Defense Department policies forbid women to take assignments where the primary focus is combat. But in places like Iraq and Afghanistan, where the enemy could be anywhere (and often is) those lines are utterly blurred. Women are serving in combat. They’re right there with the guys, taking on enemy fire, with just as big a target on their backs.
But because of the U.S.’ antiquated notions of what women can and can’t do, these female veterans find themselves brushed aside when they go home, or their claims of post-traumatic stress disorder trivialized.

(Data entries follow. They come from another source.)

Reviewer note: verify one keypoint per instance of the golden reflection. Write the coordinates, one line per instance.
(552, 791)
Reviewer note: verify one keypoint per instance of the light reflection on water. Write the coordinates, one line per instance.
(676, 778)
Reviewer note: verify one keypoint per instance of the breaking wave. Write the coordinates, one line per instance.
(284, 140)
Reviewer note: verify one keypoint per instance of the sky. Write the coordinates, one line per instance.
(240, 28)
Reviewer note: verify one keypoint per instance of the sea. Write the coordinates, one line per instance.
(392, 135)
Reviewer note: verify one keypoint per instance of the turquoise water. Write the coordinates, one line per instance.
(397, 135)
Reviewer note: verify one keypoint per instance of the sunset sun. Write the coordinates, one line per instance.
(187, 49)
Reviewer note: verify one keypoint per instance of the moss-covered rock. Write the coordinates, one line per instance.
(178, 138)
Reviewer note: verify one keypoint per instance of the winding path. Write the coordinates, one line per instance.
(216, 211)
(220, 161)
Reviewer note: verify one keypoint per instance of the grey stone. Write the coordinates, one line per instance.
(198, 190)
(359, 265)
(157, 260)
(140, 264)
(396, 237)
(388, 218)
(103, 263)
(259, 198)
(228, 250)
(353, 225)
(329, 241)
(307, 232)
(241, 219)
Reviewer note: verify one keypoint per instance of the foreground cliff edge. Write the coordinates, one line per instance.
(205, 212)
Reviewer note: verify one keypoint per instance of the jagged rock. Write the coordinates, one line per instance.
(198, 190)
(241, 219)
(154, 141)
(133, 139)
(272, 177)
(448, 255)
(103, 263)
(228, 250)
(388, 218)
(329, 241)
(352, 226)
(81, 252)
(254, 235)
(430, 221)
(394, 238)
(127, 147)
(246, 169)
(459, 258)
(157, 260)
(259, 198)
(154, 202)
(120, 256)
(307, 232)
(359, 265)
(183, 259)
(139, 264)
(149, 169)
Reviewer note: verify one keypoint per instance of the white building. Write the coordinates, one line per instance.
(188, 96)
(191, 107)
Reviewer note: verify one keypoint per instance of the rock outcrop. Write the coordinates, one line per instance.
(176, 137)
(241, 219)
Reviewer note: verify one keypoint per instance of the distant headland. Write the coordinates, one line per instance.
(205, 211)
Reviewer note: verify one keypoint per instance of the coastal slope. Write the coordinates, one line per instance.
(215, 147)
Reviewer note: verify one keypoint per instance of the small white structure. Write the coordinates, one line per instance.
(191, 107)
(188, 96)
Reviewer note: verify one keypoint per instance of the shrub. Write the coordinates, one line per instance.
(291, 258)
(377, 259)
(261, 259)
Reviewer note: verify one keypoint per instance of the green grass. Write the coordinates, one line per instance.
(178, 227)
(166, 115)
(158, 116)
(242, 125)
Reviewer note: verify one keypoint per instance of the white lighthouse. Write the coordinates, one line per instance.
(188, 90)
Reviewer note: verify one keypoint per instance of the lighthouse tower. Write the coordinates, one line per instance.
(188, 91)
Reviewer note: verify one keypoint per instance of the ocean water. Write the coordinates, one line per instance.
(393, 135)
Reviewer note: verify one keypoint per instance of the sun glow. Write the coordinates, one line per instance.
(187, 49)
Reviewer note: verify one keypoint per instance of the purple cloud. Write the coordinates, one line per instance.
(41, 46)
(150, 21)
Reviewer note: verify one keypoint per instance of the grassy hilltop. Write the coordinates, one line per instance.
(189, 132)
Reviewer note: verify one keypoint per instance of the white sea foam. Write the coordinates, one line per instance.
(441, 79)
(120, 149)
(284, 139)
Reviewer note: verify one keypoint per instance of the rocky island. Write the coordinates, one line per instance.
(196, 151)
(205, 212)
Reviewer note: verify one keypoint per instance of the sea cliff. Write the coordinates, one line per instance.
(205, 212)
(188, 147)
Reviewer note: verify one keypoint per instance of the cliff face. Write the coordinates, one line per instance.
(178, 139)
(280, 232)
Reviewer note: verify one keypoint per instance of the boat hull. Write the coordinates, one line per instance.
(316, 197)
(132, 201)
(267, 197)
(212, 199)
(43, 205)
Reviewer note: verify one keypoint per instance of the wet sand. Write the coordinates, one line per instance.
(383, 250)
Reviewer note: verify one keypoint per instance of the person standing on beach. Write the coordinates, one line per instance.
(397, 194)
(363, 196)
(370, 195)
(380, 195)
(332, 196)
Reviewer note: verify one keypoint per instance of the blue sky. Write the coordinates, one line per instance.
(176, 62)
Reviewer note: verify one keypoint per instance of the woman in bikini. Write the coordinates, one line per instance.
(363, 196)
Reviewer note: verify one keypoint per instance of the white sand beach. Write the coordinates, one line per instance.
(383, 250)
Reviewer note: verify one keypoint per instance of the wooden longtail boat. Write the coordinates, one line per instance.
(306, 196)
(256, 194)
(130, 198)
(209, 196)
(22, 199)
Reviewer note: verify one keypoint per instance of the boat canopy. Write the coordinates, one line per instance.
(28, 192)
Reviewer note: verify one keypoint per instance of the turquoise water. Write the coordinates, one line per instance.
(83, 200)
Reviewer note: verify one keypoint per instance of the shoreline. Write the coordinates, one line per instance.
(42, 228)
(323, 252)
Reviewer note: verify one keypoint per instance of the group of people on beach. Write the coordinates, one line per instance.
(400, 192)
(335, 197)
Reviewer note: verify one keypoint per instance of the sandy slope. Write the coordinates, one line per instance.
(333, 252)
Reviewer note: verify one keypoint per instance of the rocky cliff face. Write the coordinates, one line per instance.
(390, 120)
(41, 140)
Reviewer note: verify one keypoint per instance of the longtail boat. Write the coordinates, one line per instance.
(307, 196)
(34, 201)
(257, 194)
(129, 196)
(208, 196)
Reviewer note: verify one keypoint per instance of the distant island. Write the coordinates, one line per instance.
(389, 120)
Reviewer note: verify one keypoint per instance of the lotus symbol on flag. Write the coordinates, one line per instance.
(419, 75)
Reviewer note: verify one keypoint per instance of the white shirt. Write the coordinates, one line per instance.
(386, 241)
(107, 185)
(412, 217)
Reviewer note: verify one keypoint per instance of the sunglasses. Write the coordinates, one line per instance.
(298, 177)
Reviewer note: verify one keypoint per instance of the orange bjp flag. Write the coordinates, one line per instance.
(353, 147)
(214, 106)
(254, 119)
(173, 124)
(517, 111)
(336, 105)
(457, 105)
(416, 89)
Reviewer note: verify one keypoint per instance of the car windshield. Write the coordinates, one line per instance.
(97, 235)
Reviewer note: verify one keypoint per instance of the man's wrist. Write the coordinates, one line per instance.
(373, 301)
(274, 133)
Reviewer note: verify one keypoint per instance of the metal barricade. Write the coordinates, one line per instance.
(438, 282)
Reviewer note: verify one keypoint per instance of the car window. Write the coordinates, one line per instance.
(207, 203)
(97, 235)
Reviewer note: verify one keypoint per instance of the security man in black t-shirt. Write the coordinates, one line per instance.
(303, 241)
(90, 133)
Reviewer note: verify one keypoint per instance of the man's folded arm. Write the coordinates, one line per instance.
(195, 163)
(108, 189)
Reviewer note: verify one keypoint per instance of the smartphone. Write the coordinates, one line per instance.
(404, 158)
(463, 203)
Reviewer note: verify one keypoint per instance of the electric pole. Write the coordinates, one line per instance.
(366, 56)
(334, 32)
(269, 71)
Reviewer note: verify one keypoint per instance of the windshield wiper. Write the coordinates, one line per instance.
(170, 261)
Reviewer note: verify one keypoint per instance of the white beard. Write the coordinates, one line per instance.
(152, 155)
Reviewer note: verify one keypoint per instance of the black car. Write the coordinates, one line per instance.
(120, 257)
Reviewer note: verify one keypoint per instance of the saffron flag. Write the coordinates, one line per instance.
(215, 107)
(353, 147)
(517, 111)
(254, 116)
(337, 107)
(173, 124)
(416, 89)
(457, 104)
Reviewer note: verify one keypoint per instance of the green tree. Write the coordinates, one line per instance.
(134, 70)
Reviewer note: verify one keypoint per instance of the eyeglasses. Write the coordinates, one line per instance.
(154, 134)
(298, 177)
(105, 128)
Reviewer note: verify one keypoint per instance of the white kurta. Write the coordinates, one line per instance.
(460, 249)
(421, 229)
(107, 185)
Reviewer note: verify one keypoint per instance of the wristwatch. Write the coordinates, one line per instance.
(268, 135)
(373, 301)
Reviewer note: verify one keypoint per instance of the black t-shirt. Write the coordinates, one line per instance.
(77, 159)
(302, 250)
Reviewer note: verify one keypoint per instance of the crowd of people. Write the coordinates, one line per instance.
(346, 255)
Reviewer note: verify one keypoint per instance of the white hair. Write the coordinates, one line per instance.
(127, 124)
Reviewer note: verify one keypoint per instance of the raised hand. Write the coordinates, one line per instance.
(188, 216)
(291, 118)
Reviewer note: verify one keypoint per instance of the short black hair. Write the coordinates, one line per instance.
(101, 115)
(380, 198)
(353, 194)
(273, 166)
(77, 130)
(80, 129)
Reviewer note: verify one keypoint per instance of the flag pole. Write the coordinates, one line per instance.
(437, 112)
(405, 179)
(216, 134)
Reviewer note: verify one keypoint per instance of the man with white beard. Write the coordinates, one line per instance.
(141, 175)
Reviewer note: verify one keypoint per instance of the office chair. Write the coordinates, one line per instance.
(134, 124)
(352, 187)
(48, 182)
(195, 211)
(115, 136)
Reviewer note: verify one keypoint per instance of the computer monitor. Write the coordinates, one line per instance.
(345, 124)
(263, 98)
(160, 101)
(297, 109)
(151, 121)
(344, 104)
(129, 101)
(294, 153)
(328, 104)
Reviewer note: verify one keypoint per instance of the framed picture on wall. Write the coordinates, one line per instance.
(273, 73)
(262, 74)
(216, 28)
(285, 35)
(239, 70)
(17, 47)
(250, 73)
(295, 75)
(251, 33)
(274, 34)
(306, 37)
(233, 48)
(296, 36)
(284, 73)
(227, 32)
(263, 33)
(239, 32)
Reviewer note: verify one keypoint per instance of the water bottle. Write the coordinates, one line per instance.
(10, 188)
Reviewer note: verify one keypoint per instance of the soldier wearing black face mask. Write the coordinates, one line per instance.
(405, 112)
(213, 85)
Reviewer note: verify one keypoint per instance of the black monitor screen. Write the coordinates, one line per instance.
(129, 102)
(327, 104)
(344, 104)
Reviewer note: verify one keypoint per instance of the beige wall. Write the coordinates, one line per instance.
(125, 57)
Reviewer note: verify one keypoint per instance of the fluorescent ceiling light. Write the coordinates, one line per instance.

“Oh, you didn’t do anything; you were just on base,” the AP article quotes Sgt. Rachel McNeill saying, describing the attitude of people she came into contact with, after returning home to the states.
McNeill, according to AP, was a gunner during hostile convoys in Iraq. She was there with the guys and just as vulnerable to death and injury as they were.
But even her VA paperwork reportedly trivialized her experience, going so far as saying she was just riding along on convoys, completely disregarding the risks she was taking with her brothers in arms.
“Like I was a passenger in the back seat,” McNeill said.
Others have had to explain multiple times, when they are stateside and in the company of their male counterparts, that they are not in fact their girlfriends or spouses.
They have to keep overcoming that perception that women don’t fight.
But they do.
They’re also fighting other things in the military: sexual harassment and assault. And because they are in what used to be the boys’ club, they’re also fighting for the right to do their jobs as well as the guys.
This isn’t some indictment of the whole U.S. military complex. But if you want to use the metaphor that a chain is only as strong as its weakest link, then this military, and our country, need to be doing far better by our women warriors than they are now.
And there’s another issue here that we women, myself included, have fallen into.
A lot of us flinch at the term “sexual harassment.” There is a stigma attached to this phrase that implies whining and victimization. Most of us with careers stay away from it if we can help it.
I’ve bumped into it a few times in my career. Not all that much, and not at my present job, but I am more than aware that it exists.
When it happens, we have got to be a lot more willing to stand up and call a spade a spade, rather than sweeping it under the rug. That’s the only way we are going to have some honest dialogue as a society. And the only way we’re going to enable women to move forward, to do the jobs they are born to do.
Including serving our country, alongside the men.